That study was published before Juul and other nicotine e-cigarettes caught on with teenagers. Robin Mermelstein, professor of psychology at the University of Illinois at Chicago, who served on the academy panel overseeing the study, said she expects to see a similar drop in youth use of e-cigarettes once the age limit is raised.

“I think that you would be able to see lots of improvements in reduction of tobacco use among teens, all of which is good because the longer you delay any kind of initiation, the less likelihood there is to develop addiction and the less likely it is that use will escalate,” said Dr. Mermelstein.

Although the rate of cigarette smoking has declined to 14 percent from its peak of more than 42 percent in the 1960s, there are still 34 million smokers in the United States, according to the C.D.C. Teenage use of traditional cigarettes has declined too, the C.D.C. said. According to the 2018 national survey by the University of Michigan for the National Institutes of Health, smoking initiation among eighth graders declined to 9 percent in 2018 from 49 percent in 1996.

Robin Koval, chief executive of the Truth Initiative, a nonprofit tobacco control organization, called the new law a step forward, but not a solution to youth smoking, or especially, vaping.

Her organization, and most other public health groups also support a flavor ban on e-cigarettes and excise taxes on tobacco and e-cigarettes, which have been shown to reduce sales, especially to youths.

Micah Berman, an associate professor of public health and law at The Ohio State University, said he wanted to see how federal and state governments enforce the new law.

“With a lot of public health laws and tobacco regulations, there is a tendency to declare victory and walk away,” Mr. Berman said. “My concern is the follow-up.”

In Ohio last year, Mr. Berman said, more than 20 percent of retailers who were inspected by the state were found to have sold cigarettes to minors, in violation of state and federal law.

“Clearly that system has to be strengthened and nothing in this bill would do that,” he said.

In a related action, on Tuesday, the Food and Drug Administration cleared two low-nicotine cigarettes, Moonlight and Moonlight Menthol, for sale in the United States. Manufactured by the 22nd Century Group, the brands contain between 0.2 to 0.7 milligrams of nicotine per cigarette, compared to conventional cigarettes, which have an average of 10 to 14 milligrams of nicotine.

In announcing its decision, the F.D.A. said that these low-nicotine cigarettes had the potential to reduce nicotine dependence in adult smokers.

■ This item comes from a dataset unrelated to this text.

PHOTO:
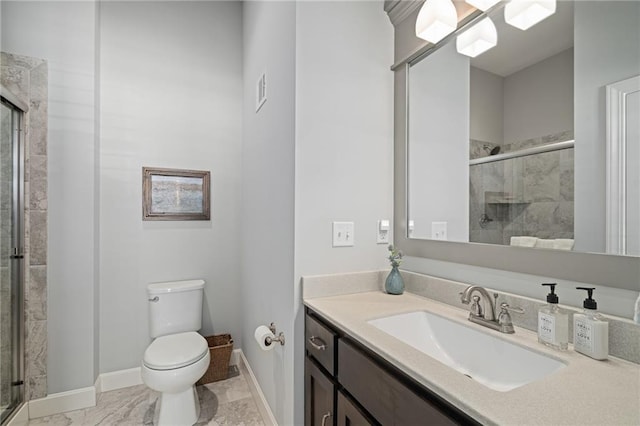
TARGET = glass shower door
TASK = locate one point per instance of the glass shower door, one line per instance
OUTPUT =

The agency also said that nonsmokers, including youths, would be unlikely to use these low-nicotine cigarettes as a gateway to higher-nicotine products.

The F.D.A. also stressed that Moonlight and Moonlight Menthol differ from conventional cigarettes only in their level of nicotine, and otherwise pose the same health risks.

In July 2017, the F.D.A. said it would eventually require all cigarettes sold in the United States to reduce nicotine content to nonaddictive levels. Under pressure from the tobacco industry, the Department of Health and Human Services has dropped this proposal from its regulatory agenda.

There are currently several other low-nicotine cigarettes on the market, but these do not have F.D.A. authorization. They were “grandfathered in” before current tobacco control regulations took effect.